Liz Claiborne (NYSE:LIZ)
Historical Stock Chart
5 Years : From May 2012 to May 2017
NEW YORK (Dow Jones)--Liz Claiborne Inc. (LIZ) has hired turnaround firm Alvarez & Marsal Inc., to help the ailing women's apparel retailer repair its operations.
Alvarez & Marsal is looking into improving the retailer's working capital, said Steven Cohn, managing director at Alvarez & Marsal, who is overseeing the effort.
Alvarez & Marsal is "reviewing receivables, payables, that sort of thing," Cohn said. "We're seeing if we can help them improve collections and inventories."
Cohn said the assignment is expected to be a "short term" one.
Raymond Felton, who focuses on securities law as chairman of the corporate practice at Greenbaum, Rowe, Smith & Davis in Woodbridge, N.J., has no direct knowledge of the circumstances at Liz Claiborne. In a general observation, he noted that hiring a restructuring firm "not infrequently is the first step towards a bankruptcy filing."
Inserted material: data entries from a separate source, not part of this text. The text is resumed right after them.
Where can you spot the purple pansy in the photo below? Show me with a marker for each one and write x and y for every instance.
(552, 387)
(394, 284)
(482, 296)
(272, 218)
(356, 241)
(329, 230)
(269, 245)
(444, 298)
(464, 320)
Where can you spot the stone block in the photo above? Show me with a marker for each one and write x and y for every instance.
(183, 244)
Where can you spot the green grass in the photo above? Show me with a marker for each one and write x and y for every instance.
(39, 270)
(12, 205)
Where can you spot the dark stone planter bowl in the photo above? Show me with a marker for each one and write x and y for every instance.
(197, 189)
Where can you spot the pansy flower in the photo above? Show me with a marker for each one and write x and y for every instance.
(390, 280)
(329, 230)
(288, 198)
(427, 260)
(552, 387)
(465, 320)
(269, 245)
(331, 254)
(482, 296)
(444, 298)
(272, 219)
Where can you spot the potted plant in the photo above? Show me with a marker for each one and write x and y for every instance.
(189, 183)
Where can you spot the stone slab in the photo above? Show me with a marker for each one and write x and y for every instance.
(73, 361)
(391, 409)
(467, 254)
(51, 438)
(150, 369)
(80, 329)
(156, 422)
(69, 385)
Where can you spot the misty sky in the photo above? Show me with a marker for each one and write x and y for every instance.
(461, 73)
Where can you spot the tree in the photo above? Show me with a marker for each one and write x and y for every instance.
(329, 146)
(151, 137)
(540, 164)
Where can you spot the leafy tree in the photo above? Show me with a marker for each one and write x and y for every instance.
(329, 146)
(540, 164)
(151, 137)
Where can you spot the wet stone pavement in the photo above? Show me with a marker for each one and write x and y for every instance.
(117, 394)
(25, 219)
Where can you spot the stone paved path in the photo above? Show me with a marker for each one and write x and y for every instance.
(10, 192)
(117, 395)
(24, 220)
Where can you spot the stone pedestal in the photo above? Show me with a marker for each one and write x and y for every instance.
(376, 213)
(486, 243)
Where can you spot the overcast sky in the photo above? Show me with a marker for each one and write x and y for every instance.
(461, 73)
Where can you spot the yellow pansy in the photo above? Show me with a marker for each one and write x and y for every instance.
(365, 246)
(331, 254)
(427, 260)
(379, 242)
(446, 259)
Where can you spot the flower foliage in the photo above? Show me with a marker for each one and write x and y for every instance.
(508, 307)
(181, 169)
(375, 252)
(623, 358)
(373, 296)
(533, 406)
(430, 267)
Liz Claiborne is up against a tough economic environment while carrying a heavy debt load. It is under pressure to return to profitability and generate greater cash or run afoul of the lending agreement affecting its up to $600 million revolving credit facility, said Chris Chaice, analyst at Covenant Review, a fixed-income research firm.
If Liz Claiborne does not return to profitability sometime next year, the company does not expect to be in compliance with the loan's terms, according to its latest 10-Q.
This could trigger all sorts of repercussions including the lenders asking for the money back immediately, or cutting Liz off from further tapping the line, the 10-Q states.
Liz Claiborne has been successful at renegotiating this line twice so far this year, but there is no telling if its lenders are running out of patience.
If Liz Claiborne does not come to terms with its lenders in regard to this loan, and if it does default, the lenders could ask for their money back and this could cause a domino effect, giving the holders of other Liz Claiborne debt the right to call in their bonds, Chaice said.
Alvarez & Marsal's Web site says the firm specializes in turnaround management, corporate restructuring and performance improvement for companies and stakeholders.
Liz Claiborne has been struggling throughout the recession because of the poor economy and its own missteps.
In early August, the company posted a wider second-quarter loss on falling revenue and flat margins, and some analysts said it will be tough for Liz Claiborne to turn around its business quickly.
On the heels of that loss, the company said it plans $100 million in cuts and is looking at shifting its relationships with department stores, which have been ordering less of its apparel.
A recovery won't come right away; Liz still expects comparable-stores sales to drop 15% to 25% in the third quarter and the fourth quarter's performance is up in the air. Liz Claiborne executives have said the company has enough money right now and expects to continue paying down debt this year.
After the second-quarter loss, Standard & Poor's Ratings Services cut its credit ratings on Liz Claiborne deeper into junk territory and warned that the apparel maker could violate certain debt covenants if it isn't successful in turning around it operations.
The ratings cut from S&P came less than a week after Moody's lowered its credit rating on the owner of such brands as Lucky, Juicy Couture, Kate Spade and the Isaac Mizrahi-designed Liz namesake line.